The EPP defends the president of the EU Commission, the Social Democrats ask for clarifications – A frontal attack is coming from Bloomberg.

LuxLeacks: pressure on Juncker rises

The European Commission assures that clarity will be shed on the matter LuxLeaks on secret and evasive tax agreements between European companies and the Luxembourg Treasury. A case, that of LuxLeaks, which casts disturbing shadows on the new president of the EU Executive, Jean-Claude Juncker, for almost 20 years prime minister of the small state in central Europe.

In Brussels there is a need to defuse the case before it can explode in all its dangerousness, therefore if on the one hand it is stated that it is important to investigate the situation in Luxembourg, on the other the EPP tries to exclude Juncker from any responsibility for the matter. In addition to the group leader of the EPP in the European Parliament, Manfred weber, who explains that Juncker will be impartial, the group's vice-president also gathers around the president of the EU Commission, Antonio Tajani, specifying that Juncker has "no direct responsibility in the matter".

Even the Minister of Economy Pier Carlo Padoan he takes the side of the president of the EU Commission, stating that the revelations on the tax agreements do not jeopardize Juncker's credibility, but are rather "the result of a climate in which there is much more transparency".

Social Democrats think differently. David Sassoli, a member of the PSE and vice president of the European Parliament, believes that Juncker should "feel the obligation to clarify the matter" while his colleague Nicola Danti has asked for a commission of inquiry.
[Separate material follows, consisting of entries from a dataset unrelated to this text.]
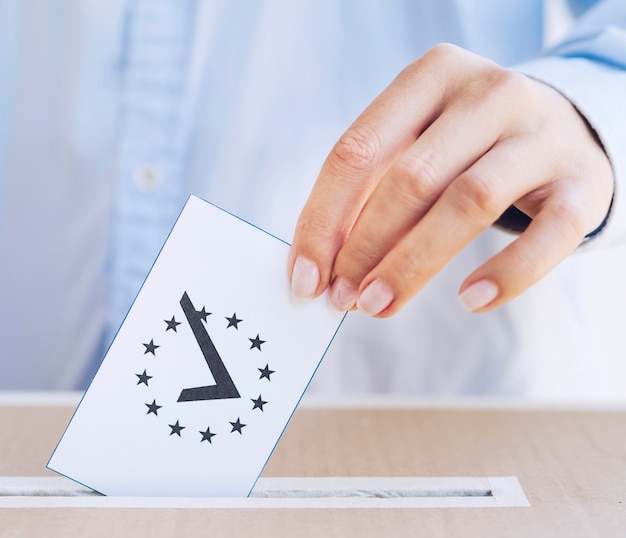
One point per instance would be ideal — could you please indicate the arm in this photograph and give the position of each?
(436, 159)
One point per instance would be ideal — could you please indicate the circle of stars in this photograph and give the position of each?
(207, 435)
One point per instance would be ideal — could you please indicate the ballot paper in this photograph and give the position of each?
(205, 371)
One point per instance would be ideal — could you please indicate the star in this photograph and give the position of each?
(150, 348)
(176, 428)
(256, 342)
(172, 324)
(143, 378)
(265, 372)
(233, 322)
(206, 436)
(202, 314)
(237, 426)
(153, 408)
(258, 403)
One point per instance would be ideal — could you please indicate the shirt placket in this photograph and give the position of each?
(151, 153)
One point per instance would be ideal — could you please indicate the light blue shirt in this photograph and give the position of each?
(111, 113)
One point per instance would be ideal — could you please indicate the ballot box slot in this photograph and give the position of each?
(288, 492)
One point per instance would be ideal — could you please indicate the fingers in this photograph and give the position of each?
(468, 206)
(357, 162)
(418, 177)
(551, 236)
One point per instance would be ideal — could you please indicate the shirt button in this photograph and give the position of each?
(148, 177)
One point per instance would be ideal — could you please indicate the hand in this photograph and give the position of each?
(436, 159)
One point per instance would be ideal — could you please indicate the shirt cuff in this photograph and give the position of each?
(597, 91)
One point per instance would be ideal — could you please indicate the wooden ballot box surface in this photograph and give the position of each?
(570, 463)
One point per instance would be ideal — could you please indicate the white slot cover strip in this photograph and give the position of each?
(288, 492)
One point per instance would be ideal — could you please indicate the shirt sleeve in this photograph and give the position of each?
(589, 68)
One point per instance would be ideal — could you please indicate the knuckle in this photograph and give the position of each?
(443, 52)
(357, 261)
(358, 148)
(313, 228)
(416, 180)
(477, 197)
(409, 265)
(528, 267)
(569, 221)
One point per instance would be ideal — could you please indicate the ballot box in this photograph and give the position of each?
(362, 467)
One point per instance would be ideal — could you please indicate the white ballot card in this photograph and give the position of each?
(205, 371)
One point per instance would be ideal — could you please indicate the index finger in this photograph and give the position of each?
(356, 163)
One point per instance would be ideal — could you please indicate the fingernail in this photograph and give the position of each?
(375, 298)
(304, 278)
(478, 295)
(342, 295)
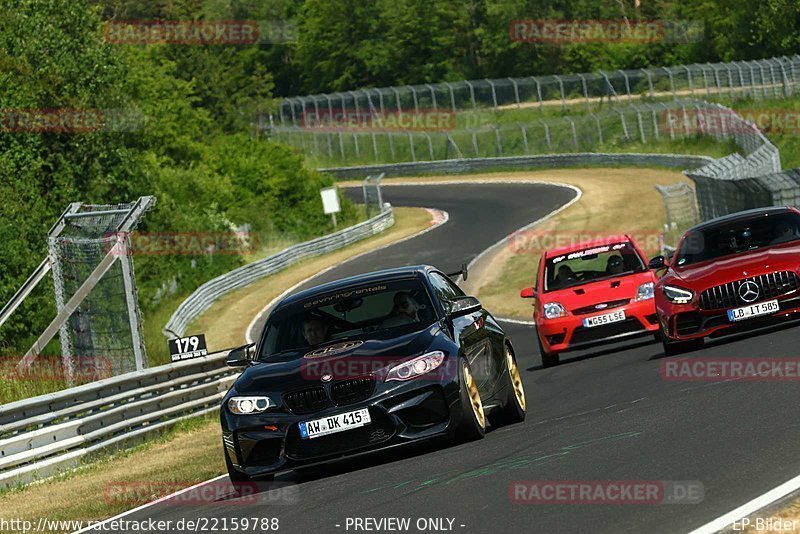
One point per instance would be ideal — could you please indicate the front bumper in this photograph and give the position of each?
(271, 442)
(684, 322)
(568, 333)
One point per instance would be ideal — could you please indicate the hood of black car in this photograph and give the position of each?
(352, 358)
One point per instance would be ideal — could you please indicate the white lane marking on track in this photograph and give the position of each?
(96, 526)
(438, 218)
(762, 501)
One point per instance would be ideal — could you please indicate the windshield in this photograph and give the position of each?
(591, 264)
(379, 311)
(737, 237)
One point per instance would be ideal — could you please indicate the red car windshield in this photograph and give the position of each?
(591, 264)
(738, 236)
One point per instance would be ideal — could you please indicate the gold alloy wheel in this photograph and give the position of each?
(516, 379)
(474, 397)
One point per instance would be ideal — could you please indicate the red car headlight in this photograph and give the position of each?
(677, 295)
(554, 310)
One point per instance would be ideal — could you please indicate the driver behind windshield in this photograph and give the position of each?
(783, 232)
(315, 331)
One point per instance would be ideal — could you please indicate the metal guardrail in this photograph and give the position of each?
(45, 435)
(202, 299)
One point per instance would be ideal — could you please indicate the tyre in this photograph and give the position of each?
(473, 420)
(236, 476)
(549, 359)
(514, 409)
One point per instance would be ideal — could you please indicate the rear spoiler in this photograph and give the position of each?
(462, 273)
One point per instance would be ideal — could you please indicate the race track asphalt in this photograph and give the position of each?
(604, 414)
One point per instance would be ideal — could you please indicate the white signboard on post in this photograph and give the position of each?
(330, 202)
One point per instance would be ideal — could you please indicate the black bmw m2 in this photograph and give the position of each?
(367, 363)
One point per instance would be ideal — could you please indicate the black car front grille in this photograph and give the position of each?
(770, 285)
(307, 400)
(380, 429)
(597, 333)
(688, 323)
(353, 390)
(594, 307)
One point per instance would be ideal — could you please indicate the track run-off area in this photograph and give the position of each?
(604, 414)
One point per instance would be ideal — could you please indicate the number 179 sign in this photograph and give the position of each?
(186, 348)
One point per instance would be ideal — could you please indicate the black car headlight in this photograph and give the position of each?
(677, 295)
(249, 405)
(416, 367)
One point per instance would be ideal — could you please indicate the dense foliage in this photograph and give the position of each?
(196, 150)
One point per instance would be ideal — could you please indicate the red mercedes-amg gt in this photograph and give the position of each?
(730, 274)
(592, 293)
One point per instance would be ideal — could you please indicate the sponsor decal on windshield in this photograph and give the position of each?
(588, 252)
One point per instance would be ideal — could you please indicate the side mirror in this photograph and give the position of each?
(463, 306)
(528, 293)
(462, 273)
(240, 356)
(657, 263)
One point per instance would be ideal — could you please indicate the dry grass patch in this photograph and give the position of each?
(225, 324)
(614, 201)
(192, 452)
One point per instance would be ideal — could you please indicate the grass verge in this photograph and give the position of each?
(615, 201)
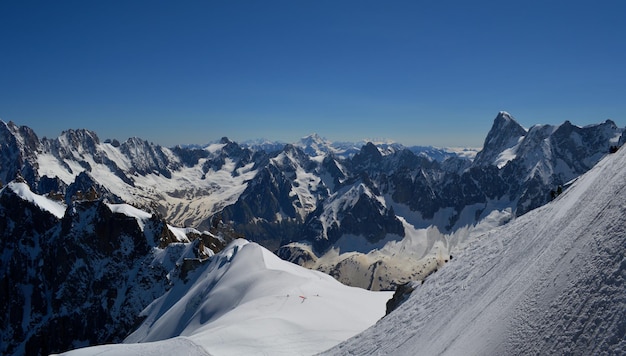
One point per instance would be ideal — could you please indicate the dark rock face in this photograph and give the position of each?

Much heavier, however, the judgment expressed by one of the most well-known international financial multi-magazines: Bloomberg, in an editorial, underlines how Juncker's appointment to the EU Commission was a mistake made by the European Parliament "eager to extend its powers".

Furthermore, according to Bloomberg, Juncker's position as head of the institution "which is investigating the tax practices he oversaw when he was prime minister is in clear conflict of interest“. On the basis of this reasoning, the financial publication believes that Juncker “would best serve the European project if he presented the resignation".